# 16.1: Summary

We have seen that a linear transformation has an inverse if and only if it is bijective (\(\textit{i.e.}\), one-to-one and onto). We also know that linear transformations can be represented by matrices, and we have seen many ways to tell whether a matrix is invertible. Here is a list of them:

**Theorem (Invertibility)**

Let \(M\) be an \(n \times n\) matrix, and let $$L \colon \Re^{n} \to \Re^{n}$$ be the linear transformation defined by \(L(v)=Mv\). Then the following statements are equivalent:

**a) ** If \(V\) is any vector in \(\Re^{n}\), then the system \(MX=V\) has exactly one solution.

**b) ** The matrix \(M\) is row-equivalent to the identity matrix.

**c) ** If \(v\) is any vector in \(\Re^{n}\), then \(L(x)=v\) has exactly one solution.

**d) ** The matrix \(M\) is invertible.

**e)** The homogeneous system \(MX=0\) has no non-zero solutions.

**f) ** The determinant of \(M\) is not equal to \(0\).

**g)** The matrix \(M\) is a product of elementary matrices of the form \(E_{j}^{i}, R^{i}(\lambda), S_{j}^{i}(\gamma)\) with \(\lambda \neq 0\).

**h) ** The transpose matrix \(M^{T}\) is invertible.

**i) ** The matrix \(M\) does not have \(0\) as an eigenvalue.

**j) ** The linear transformation \(L\) does not have \(0\) as an eigenvalue.

**k) ** The characteristic polynomial \(\det(\lambda I-M)\) does not have \(0\) as a root.

**l)** The columns (or rows) of \(M\) span \(\Re^n\).

**m) ** The columns (or rows) of \(M\) are linearly independent.

**n)** The columns (or rows) of \(M\) are a basis for \(\Re^{n}\).

**o) ** The linear transformation \(L\) is injective.

**p) ** The linear transformation \(L\) is surjective.

**q) ** The linear transformation \(L\) is bijective.

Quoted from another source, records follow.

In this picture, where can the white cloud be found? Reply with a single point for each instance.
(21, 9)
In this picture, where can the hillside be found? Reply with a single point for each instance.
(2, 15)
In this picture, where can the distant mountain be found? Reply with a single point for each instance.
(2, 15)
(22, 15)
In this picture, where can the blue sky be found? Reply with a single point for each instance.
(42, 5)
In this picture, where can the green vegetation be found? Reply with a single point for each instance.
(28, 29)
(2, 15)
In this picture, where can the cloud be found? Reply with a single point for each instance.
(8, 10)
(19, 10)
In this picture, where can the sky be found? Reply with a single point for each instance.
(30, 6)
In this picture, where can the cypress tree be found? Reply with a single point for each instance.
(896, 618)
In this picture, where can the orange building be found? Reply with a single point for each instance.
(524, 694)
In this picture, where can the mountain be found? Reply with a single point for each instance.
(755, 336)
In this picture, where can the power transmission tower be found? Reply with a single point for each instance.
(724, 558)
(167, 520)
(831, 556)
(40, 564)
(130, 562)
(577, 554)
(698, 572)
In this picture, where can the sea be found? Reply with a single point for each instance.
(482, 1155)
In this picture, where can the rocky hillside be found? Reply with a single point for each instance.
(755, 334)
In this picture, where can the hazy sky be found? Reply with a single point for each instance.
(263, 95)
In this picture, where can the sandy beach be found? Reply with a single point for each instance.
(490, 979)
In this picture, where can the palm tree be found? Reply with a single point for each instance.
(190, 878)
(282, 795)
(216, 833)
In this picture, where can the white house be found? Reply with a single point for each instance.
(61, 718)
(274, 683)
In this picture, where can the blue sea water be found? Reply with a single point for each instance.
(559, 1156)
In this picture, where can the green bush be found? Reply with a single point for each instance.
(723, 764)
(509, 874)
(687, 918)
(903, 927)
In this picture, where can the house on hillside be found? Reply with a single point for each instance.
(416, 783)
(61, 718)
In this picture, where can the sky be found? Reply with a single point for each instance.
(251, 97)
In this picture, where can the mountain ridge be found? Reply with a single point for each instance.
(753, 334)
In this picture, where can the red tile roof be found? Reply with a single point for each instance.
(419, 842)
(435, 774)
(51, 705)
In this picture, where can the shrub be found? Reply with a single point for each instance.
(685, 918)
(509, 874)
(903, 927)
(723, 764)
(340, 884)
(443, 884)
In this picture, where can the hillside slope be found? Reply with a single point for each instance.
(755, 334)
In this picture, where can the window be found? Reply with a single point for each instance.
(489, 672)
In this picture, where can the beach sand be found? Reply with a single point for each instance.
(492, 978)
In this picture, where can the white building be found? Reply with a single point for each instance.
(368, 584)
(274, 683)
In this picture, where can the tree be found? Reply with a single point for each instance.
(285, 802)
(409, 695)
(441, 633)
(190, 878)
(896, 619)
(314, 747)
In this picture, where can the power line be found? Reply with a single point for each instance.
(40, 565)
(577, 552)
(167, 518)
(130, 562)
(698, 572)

**Note: it is important that \(M\) be an \(n \times n\) matrix! If \(M\) is not square, then it can't be invertible, and many of the statements above are no longer equivalent to each other.**

**Proof**

Many of these equivalences were proved earlier in other chapters. Some were left as review questions or sample final questions. The rest are left as exercises for the reader.